Skeete was confident that Ax-C would fulfill its mandate of connecting companies with opportunities to innovate from across the tech sector.
“When we put the real estate, coaching, mentoring, accelerator, [and] incubator ecosystems together under one roof, it just fast-tracks innovation,” he said.
Amid talk of the need for private funding, however, the Québec government’s public funding arm, Investissement Québec (IQ), announced yet another funding opportunity for businesses of all sizes, including startups: $4.5 billion to close the productivity gap, administered through debt and equity financing for sustainable innovation projects.
The initiative was put forth under Fréchette’s portion of the MEIE portfolio.
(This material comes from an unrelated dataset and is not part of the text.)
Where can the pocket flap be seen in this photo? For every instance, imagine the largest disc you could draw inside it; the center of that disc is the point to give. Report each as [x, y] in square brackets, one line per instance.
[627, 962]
Fréchette’s office referred BetaKit to Skeete’s office for comment on this article.
Robert Gagné, the director of the Centre sur la productivité et prosperité, told The Logic that Grand V echoes previous unsuccessful efforts to boost productivity through public funds and would follow the same fate.
IQ declined to comment directly on the comments to BetaKit but affirmed that Grand V is a “loan, not a subsidy program” and would allow participating companies to optimize operations and invest in R&D.
Binette wants Skeete to act as an advocate for the tech industry in Québec by pushing forward its interests on policies outside of business.
“I think it’s a big, big, gaping hole in the way we manage policy in Quebec,” Binette said. “We don’t have an advocate for entrepreneurs [with] the ear of the government at the highest levels, and I would like to see that happen.”